State-owned Union Bank of India on Friday reported a 22.68 per cent jump in consolidated net profit at Rs 1,557.09 crore for March quarter 2021-22 helped by a Rs 627 crore gain through a stake-sale in its insurance arm and benefits through low cost of deposits. On a standalone basis, the lender reported 8.26 per cent growth in net profit at Rs 1,440 crore. The lender ended FY22 with a 80 per cent jump in profit after tax at Rs 5,232 crore.
Its core net interest income (NII) grew 25.29 per cent at Rs 6,769 crore, on the back of 9.60 per cent growth in advances and the net interest margin widening by 0.38 per cent to 2.75 per cent. Chief Executive and Managing Director Rajkiran Rai G told reporters that the cost of deposits came down by up to 0.70 per cent during the quarter, which helped restrict the interest expenses growth to 3.30 per cent, and benefitted in widening the NII number.
The other income slid by 25.10 per cent to Rs 3,243 crore due to reverses on the treasury operations amid the rising interest rate environment. Rai said the bank booked a gain of Rs 627 crore through a stake sale in India First Life Insurance in March, but the same was utilized to increase the provisions to cover for loan reverses, and added that the provision coverage ratio has now climbed to over 83 per cent.

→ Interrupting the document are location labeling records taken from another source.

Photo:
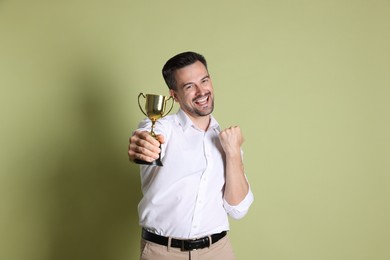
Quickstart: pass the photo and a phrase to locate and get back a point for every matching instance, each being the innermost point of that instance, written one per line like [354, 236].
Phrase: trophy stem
[156, 162]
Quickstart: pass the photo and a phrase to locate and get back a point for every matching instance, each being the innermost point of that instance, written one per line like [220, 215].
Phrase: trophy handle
[141, 94]
[173, 101]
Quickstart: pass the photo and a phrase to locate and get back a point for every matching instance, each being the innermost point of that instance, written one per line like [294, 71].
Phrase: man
[185, 205]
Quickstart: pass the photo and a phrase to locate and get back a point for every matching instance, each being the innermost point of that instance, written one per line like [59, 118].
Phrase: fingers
[231, 139]
[144, 147]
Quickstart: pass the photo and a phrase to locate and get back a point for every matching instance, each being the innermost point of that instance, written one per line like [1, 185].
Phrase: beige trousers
[222, 250]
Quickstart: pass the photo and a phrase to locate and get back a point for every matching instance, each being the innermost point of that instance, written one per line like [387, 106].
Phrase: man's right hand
[142, 146]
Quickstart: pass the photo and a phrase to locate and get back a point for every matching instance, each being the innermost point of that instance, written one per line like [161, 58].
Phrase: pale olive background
[308, 82]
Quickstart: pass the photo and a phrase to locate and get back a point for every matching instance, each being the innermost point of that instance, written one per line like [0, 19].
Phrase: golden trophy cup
[155, 108]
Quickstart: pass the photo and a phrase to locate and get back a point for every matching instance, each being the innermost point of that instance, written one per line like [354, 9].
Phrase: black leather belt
[185, 244]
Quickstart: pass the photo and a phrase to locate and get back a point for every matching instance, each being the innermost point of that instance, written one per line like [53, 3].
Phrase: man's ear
[173, 94]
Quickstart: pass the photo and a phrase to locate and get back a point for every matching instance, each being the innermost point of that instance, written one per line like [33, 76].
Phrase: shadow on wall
[95, 192]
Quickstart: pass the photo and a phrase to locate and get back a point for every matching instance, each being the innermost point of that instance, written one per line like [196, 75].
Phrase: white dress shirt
[184, 198]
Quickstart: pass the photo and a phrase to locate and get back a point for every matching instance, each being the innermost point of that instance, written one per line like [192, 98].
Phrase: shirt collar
[185, 122]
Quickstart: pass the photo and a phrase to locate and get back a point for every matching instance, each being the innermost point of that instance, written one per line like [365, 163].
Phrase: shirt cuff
[240, 210]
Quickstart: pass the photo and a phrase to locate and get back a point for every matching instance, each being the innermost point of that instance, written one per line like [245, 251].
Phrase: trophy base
[156, 162]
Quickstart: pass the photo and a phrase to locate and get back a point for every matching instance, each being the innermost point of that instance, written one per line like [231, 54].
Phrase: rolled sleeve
[240, 210]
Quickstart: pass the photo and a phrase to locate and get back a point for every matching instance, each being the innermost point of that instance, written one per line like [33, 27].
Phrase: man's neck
[202, 122]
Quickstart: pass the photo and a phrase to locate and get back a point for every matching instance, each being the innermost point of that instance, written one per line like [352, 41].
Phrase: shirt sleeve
[240, 210]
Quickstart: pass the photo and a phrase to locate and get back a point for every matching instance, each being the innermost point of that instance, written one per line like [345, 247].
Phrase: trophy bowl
[155, 108]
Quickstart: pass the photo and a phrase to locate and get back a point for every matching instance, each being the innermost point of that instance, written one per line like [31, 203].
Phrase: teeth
[202, 100]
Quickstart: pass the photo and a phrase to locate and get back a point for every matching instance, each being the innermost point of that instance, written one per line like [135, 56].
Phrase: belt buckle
[183, 247]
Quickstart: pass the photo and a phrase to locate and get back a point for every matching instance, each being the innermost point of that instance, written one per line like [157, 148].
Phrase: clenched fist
[143, 146]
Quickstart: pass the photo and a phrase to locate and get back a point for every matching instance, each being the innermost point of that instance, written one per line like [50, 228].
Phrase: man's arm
[236, 184]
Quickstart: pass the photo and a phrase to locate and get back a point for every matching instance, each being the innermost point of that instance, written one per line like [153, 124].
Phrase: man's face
[194, 90]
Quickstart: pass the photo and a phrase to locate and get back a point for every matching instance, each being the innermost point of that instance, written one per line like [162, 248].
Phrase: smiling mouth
[201, 101]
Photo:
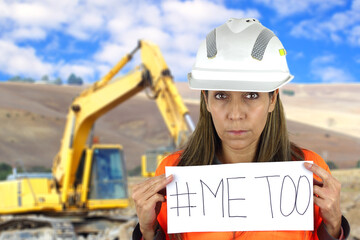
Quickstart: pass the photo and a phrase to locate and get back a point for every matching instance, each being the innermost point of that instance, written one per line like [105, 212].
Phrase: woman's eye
[220, 96]
[252, 95]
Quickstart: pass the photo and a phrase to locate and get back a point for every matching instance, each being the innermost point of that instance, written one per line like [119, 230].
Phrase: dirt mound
[33, 119]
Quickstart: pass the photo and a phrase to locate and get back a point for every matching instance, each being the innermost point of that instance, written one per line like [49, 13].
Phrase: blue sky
[57, 38]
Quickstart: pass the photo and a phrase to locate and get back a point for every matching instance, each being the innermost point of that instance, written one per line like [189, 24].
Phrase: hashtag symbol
[185, 194]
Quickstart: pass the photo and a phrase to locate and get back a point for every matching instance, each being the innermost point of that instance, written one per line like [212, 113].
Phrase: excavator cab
[108, 174]
[101, 177]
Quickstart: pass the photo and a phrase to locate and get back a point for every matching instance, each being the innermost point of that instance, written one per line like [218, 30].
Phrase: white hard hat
[240, 55]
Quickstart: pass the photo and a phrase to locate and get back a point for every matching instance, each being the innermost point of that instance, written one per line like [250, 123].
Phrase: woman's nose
[237, 110]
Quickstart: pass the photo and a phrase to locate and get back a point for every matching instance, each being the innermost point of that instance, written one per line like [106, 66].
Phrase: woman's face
[240, 117]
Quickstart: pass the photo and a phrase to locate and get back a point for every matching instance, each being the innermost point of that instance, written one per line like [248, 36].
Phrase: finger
[318, 183]
[322, 173]
[153, 186]
[318, 192]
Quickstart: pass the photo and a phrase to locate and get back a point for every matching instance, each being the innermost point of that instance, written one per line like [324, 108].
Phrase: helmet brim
[265, 81]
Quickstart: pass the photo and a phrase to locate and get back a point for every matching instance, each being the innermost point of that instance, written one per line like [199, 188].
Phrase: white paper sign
[240, 197]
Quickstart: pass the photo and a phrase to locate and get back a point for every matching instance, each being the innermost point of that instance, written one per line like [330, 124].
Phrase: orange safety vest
[172, 160]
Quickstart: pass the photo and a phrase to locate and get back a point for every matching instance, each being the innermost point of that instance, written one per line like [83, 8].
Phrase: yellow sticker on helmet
[282, 52]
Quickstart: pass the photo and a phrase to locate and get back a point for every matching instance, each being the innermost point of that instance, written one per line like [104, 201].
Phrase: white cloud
[354, 36]
[340, 27]
[33, 33]
[291, 7]
[22, 61]
[325, 68]
[176, 26]
[330, 74]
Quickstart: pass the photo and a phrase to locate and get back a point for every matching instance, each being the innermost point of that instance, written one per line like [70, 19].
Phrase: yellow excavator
[86, 176]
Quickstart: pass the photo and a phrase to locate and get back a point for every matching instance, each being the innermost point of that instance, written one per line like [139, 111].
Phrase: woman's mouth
[237, 132]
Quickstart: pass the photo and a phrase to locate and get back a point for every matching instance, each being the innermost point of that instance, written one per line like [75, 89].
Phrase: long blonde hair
[274, 144]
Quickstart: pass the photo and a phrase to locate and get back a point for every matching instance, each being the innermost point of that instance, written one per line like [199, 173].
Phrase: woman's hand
[148, 197]
[327, 197]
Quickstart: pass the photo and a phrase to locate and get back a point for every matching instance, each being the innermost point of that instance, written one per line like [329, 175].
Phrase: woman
[239, 69]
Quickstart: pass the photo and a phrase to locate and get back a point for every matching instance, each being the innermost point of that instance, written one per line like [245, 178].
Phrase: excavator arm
[152, 75]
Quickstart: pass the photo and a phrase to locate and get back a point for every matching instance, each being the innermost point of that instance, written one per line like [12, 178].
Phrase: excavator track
[58, 228]
[36, 228]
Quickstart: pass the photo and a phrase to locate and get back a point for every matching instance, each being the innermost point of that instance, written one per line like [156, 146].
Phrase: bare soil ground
[323, 118]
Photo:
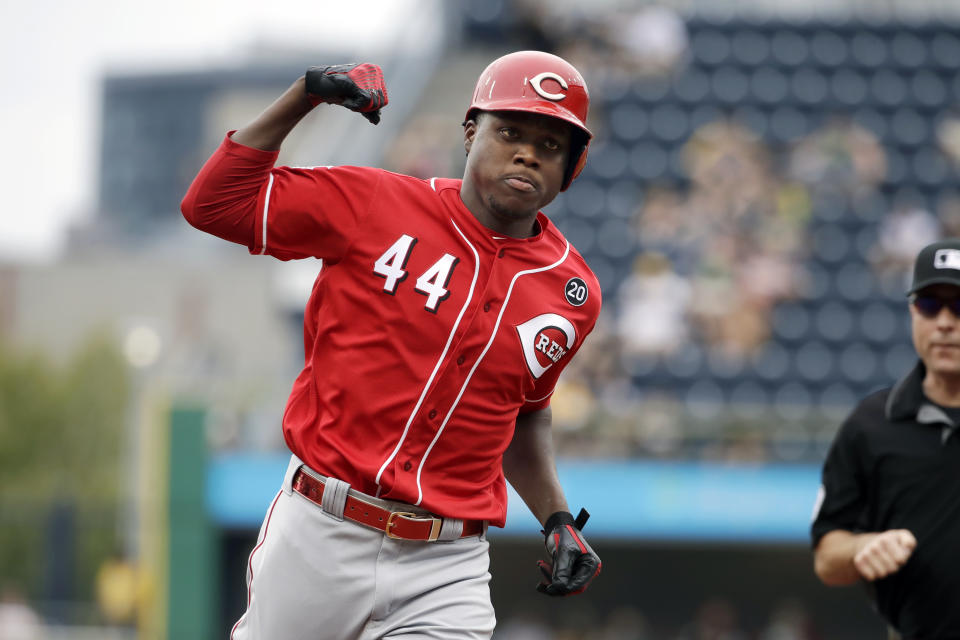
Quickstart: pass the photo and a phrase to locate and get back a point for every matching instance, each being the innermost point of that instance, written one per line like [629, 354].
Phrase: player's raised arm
[529, 465]
[222, 198]
[358, 87]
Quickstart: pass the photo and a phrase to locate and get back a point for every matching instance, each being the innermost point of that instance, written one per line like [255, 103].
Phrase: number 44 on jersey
[391, 266]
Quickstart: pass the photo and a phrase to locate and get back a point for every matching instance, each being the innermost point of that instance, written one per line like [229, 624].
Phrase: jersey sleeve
[285, 212]
[842, 500]
[313, 212]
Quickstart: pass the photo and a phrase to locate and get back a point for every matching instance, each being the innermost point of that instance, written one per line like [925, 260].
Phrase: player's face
[936, 331]
[515, 166]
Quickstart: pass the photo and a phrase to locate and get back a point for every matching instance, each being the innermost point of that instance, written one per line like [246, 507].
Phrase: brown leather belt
[404, 525]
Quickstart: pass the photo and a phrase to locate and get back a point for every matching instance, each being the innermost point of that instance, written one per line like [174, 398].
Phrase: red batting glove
[358, 87]
[573, 563]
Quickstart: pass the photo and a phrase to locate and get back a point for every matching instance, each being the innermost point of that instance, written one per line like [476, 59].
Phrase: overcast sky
[53, 54]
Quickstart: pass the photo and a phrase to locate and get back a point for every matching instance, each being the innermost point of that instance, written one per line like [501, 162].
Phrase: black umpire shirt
[895, 464]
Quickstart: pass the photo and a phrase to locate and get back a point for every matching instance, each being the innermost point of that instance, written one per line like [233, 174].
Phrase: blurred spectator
[649, 40]
[425, 147]
[18, 620]
[653, 307]
[119, 590]
[903, 232]
[948, 138]
[840, 157]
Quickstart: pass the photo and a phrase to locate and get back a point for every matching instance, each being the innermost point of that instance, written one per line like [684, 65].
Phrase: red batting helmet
[538, 82]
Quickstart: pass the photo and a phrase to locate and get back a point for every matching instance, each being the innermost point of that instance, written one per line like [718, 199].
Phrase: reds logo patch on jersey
[545, 340]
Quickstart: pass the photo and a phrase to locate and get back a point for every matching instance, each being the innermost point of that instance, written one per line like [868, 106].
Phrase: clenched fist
[884, 553]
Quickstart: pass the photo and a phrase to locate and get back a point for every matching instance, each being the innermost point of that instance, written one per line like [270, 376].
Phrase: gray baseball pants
[313, 576]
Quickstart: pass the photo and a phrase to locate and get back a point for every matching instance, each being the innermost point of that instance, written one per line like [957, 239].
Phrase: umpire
[889, 507]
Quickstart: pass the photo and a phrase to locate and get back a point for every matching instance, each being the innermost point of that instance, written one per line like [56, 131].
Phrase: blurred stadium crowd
[755, 194]
[756, 191]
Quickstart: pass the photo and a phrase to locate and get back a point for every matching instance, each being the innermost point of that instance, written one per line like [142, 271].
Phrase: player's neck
[501, 223]
[943, 389]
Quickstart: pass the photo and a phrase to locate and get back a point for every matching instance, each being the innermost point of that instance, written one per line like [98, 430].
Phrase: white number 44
[391, 266]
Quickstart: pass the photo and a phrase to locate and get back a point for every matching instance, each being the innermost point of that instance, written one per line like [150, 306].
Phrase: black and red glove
[358, 87]
[573, 564]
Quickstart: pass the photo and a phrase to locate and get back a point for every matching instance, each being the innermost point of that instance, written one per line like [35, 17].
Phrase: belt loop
[450, 529]
[295, 463]
[334, 497]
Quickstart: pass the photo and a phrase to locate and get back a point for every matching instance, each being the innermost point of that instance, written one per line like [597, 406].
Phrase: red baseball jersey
[425, 334]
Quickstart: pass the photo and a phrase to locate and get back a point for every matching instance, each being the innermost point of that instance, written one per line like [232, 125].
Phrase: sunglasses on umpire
[930, 306]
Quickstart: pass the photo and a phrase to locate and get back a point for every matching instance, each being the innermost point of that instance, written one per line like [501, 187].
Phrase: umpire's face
[515, 164]
[936, 328]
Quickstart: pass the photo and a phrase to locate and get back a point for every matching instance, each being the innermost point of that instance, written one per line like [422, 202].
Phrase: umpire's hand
[573, 563]
[358, 87]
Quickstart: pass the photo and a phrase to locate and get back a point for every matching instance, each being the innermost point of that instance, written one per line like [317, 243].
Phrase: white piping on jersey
[476, 364]
[266, 209]
[443, 355]
[541, 399]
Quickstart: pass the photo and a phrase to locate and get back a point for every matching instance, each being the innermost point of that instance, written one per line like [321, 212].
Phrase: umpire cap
[937, 263]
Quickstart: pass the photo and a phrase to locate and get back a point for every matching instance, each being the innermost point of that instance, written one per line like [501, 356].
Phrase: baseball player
[889, 508]
[434, 335]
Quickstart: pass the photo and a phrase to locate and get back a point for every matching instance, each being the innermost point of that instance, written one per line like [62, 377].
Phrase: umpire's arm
[529, 464]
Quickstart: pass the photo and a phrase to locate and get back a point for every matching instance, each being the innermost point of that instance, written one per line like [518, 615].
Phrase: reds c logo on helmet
[538, 82]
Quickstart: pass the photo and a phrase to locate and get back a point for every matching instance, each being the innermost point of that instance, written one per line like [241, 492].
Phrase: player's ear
[469, 133]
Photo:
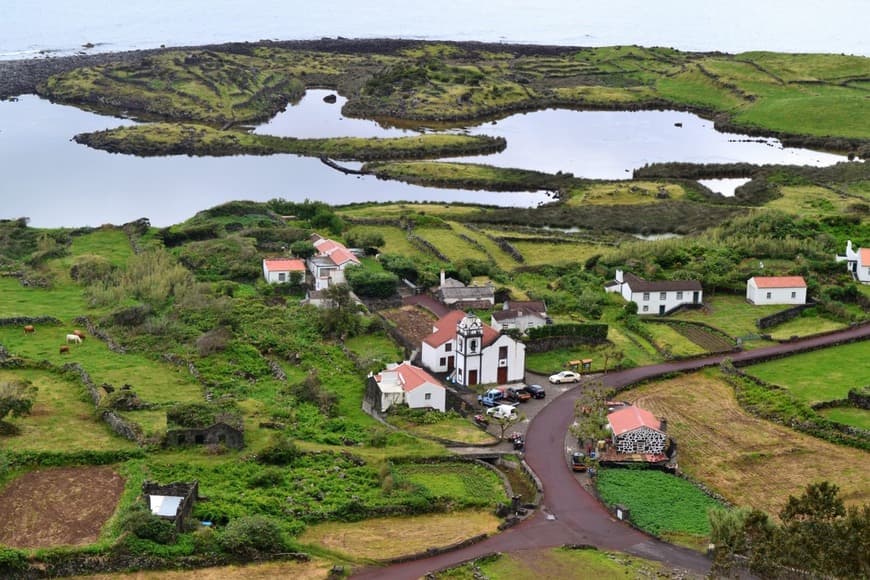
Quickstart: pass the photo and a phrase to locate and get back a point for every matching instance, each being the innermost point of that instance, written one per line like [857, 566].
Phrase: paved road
[569, 514]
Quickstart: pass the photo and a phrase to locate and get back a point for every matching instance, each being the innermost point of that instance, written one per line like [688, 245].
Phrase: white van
[502, 412]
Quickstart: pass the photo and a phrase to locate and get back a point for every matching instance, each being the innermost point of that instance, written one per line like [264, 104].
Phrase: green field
[660, 503]
[465, 483]
[823, 375]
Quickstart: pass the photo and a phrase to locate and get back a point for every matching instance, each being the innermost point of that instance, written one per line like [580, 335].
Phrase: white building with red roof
[857, 262]
[404, 384]
[472, 352]
[636, 430]
[776, 290]
[279, 270]
[327, 266]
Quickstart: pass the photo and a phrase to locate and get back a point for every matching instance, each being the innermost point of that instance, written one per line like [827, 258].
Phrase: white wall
[775, 295]
[416, 398]
[654, 300]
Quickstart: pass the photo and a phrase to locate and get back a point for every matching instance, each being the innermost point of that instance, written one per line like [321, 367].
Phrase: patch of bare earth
[58, 507]
[412, 322]
[752, 462]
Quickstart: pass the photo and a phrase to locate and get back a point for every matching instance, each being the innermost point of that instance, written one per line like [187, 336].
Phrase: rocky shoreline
[19, 77]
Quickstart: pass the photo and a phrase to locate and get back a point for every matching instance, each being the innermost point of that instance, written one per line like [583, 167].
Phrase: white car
[565, 377]
[502, 412]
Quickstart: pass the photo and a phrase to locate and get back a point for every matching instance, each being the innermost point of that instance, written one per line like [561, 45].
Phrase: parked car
[578, 461]
[502, 412]
[491, 398]
[517, 394]
[565, 377]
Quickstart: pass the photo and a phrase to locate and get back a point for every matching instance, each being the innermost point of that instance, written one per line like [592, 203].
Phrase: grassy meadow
[750, 461]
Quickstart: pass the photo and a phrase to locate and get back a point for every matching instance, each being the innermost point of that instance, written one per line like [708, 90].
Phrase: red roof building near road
[780, 282]
[630, 418]
[284, 265]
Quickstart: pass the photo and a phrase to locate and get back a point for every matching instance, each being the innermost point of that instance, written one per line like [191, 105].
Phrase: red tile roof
[779, 282]
[413, 377]
[284, 265]
[630, 418]
[341, 255]
[445, 328]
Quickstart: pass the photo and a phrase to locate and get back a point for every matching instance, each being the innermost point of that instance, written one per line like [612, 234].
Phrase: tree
[16, 398]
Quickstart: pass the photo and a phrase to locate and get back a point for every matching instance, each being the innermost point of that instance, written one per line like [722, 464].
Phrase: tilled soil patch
[58, 507]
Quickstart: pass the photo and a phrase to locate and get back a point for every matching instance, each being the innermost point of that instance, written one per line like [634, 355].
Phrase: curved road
[570, 515]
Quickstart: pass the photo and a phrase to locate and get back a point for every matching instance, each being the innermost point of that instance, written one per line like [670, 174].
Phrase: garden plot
[750, 461]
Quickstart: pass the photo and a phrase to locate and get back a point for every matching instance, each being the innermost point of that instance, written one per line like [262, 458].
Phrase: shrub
[249, 536]
[282, 451]
[147, 526]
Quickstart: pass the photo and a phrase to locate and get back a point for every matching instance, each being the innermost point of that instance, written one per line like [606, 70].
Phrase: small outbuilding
[636, 430]
[404, 383]
[776, 290]
[282, 270]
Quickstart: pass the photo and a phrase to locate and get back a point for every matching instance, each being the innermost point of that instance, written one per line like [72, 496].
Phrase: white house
[473, 352]
[521, 315]
[453, 293]
[327, 266]
[636, 430]
[404, 383]
[857, 263]
[278, 270]
[776, 290]
[656, 297]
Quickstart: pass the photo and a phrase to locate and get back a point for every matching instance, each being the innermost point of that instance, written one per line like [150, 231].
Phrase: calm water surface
[57, 182]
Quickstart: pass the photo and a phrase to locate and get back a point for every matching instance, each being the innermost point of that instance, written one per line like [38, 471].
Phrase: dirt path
[569, 514]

The overall provisions came at Rs 3,618 crore for March 2022 quarter as against Rs 2,549 crore in the preceding December quarter and Rs 3,683 crore in the year-ago period. It has a Rs 2,700 crore exposure to the Future Group across accounts which has been now classified as non-performing, and the provisions cover on the same stands at 58 per cent now, Rai said, adding that the exposure to the troubled financier Srei Group is at Rs 2,492 crore and the provision cover on the same is at 86 per cent.
One unnamed chunky exposure to a corporate account dented its fresh slippages, Rai said, adding that the large corporate slippages were Rs 2,557 crore, retail came at Rs 648 crore, agriculture at Rs 1,024 crore and medium sized businesses at Rs 1,443 crore. Gross non-performing assets ratio narrowed to 11.11 per cent as on March 31 from 13.74 per cent a year ago, and the bank is targeting to trim it down further to 9 per cent by end of FY23, Rai said.
He said the bank is targeting a credit growth of 10-12 per cent, which will include an 8-10 per cent rise in corporate advances, and the NIM to be at 3 per cent. The bank management feels the loan loss provisions also have to come down in the new fiscal year as much of the dud advances are ageing, and will look at reducing slippages, pushing up recovery efforts and do technical write-offs where possible, Rai said, adding that no NPA has been transferred yet to NARCL.
From a credit growth perspective, a 0.50-1 per cent hike in lending rates will not have an impact on the retail loan growth but can impact corporate loans in the short term, Rai said. In the year gone by, the bank rationalized over 700 branches and 1,500 automated teller machines (ATMs), majorly because of the doubling up of presence after the amalgamation of Corporation Bank and Andhra Bank with itself, Rai said, adding that such efforts will continue.
Its overall capital adequacy stood at 14.52 per cent with the core tier-I capital at 10.63 per cent. Rai also said that it is targeting to gain market share during the new fiscal on its digital and physical distribution strengths. The bank scrip settled at Rs 36.20, up 7.42 per cent from previous close, on the BSE.